On the internet, one M5S member disappointedly wrote: “The citizen income scheme is a flop (...) Thanks to the selection criteria, those in need of help will not only be humiliated by poverty, they will now be treated as potential fraudsters as well. You are told how, where and for what you can spend the money on (...) This income scheme treats you like a criminal.”

”Last year, I chose the five stars because I wanted something to change,” said a disappointed worker from the former Sardinian mining area of Sulcis to the daily La Stampa .

On the issue of the citizen income scheme, all of the opposition parties are against the Five-Star Movement. Yet, all these parties are arguing from the right, from the point of view of the Italian economy. From the PD (Democratic Party) and the trade unions to Berlusconi’s Forza Italia, they criticize the “reddito di cittadinanza” because it is harmful and impossible given empty state coffers and high public debt.

An example of this is the trade union representative Alfred Ebner (CGIL South Tyrol), who sees a “limit” in the scheme, since “only limited financial resources are available. When such resources have been exhausted, the scheme is either over or it will be scaled back.”

Even the Lega, the Five-Star Movement’s coalition partner, refuses to back it on the citizen income scheme. A few days ago, Interior Minister Matteo Salvini (Lega) asserted that the richer regions in the north—South Tyrol and the two Lega strongholds of Veneto and Lombardy—would have a substantial say in the implementation of the scheme.

As the European elections near, the rifts in the coalition government widen. There are now new conflicts between the Lega and the M5S every other day. Yet this gives the Lega an advantage, as it continues to attract Berlusconi and neo-fascist voters with its right-wing and xenophobic program.

According to polls, the Lega may almost double its 2018 parliamentary election results, from 17.4 percent to 33.2 percent. The party is contemplating a swap of coalition partners after the European elections to bring an even more right-wing government into office.
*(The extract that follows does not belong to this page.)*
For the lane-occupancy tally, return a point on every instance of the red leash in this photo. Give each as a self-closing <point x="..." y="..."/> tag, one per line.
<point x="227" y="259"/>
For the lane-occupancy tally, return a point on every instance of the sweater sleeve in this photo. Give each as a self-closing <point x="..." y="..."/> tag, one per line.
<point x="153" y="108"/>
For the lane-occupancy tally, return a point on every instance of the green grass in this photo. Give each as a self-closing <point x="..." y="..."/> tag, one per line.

The Five-Star Movement, which reached 32.7 percent in parliamentary elections a year ago, has now fallen to 22 percent in polls. Beppe Grillo’s party, with its shrill protest and promise of a citizen income scheme, was able to venture into the vacuum left by the Democrats and Rifondazione. They became the strongest single party by using anger and frustration against the existing political parties and the EU for their own purposes. But once in government, Five-Star turned out to be just a placeholder for the ultra-right Lega.